Minister of Trade and Investment, Mr. Olusegun Aganga
By Crusoe Osagie
The Federal Government weekend, stated that it is observing the impact of the exit of regulatory agencies such as the National Agency for Food Drug Administration Control (NAFDAC) and Standards Organisation of Nigeria (SON) from the Nigerian ports.
The Minister of Trade and Investment, Mr. Olusegun Aganga, who spoke during the maiden Nigeria Quality Summit said although trade facilitation is the number one priority of government, it would also ensure that its regulatory agencies have all the tools they need to effectively carry out their given mandates.
“The number one priority of this administration is to ensure that trade happens unhindered and this is the reason why agencies such as NAFDAC and SON were withdrawn from the ports. However, we are still observing the situation and if it necessary for any adjustments to be made to enhance the effectiveness of these agencies towards improving the lives of Nigerians, we will not hesitate to look into it,” he said.
According to him, five regulatory agencies were asked to leave the ports by the federal government earlier in the year in order to cut down the transaction time at the ports. But some of the agencies due to this policy may have lost significant capacity to deliver on their mandate because the ports are an important component in the process of intersecting unwholesome products.
Also speaking at the event, the Director General, SON, Mr. Joseph Odumodu, said the summit was in continuation of the celebrations in Nigeria of the 2012 World Standard Day with the theme ‘Less Waste, Better Results-Standards Increase Efficiency’.

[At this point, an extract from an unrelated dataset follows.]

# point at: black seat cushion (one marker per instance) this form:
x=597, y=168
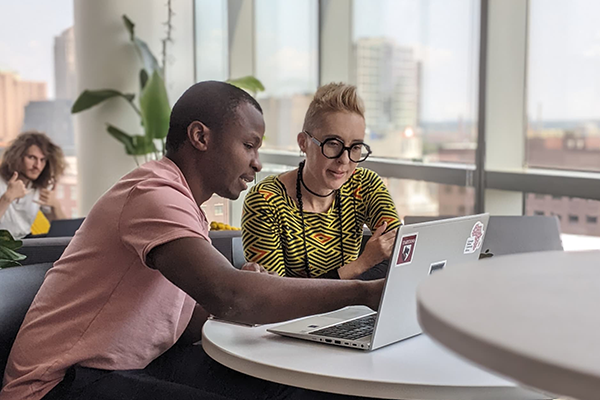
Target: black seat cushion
x=18, y=287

He stated that the imperatives of standards as a tool for increased efficiency in all activities cannot be over-emphasised, maintaining that the case of developing economies like Nigeria was even more critical given the myriad of challenges confronting the nation such as the hydra-headed dumping and circulation of substandard products, which has led to avoidable loss of lives and properties, undermined the security of the nation, impoverished the people and negatively impacted on the economies.
“The above challenges thus necessitate quick switch especially by the developing economies to any method or process that could assist and fast track increased efficiency in our various institutional arrangements with attendant positive impact on capacity utilisation, employment generation, general economic growth and the wellbeing of our people in line with the transformation agenda of the government,” he said.
In his words, “The overwhelming participation by stakeholders here today, including the mass media is a pointer to the fact that we are all determined to be a part of the process of change being championed by the Federal Government for Nigeria to take its rightful place in the committee of nations.”
He pointed out that Nigeria has the potential and indeed the capacity to become vibrant and stronger to compete favourably with the developed economies of the world, and said standard remains one of the key tools towards achieving this feat.
Aganga stressed the need for strict adherence to standards in the nation’s manufacturing and service industries, saying that it is sine qua non to trade facilitation as well as attracting investment to boost economic growth.
“Not to take anything for granted, I commissioned a study to help us uncover the extent of substandard goods prevalence and the report was damning. Nigeria had 85 per cent fake and adulterated goods prevalence in consumer goods,” he said.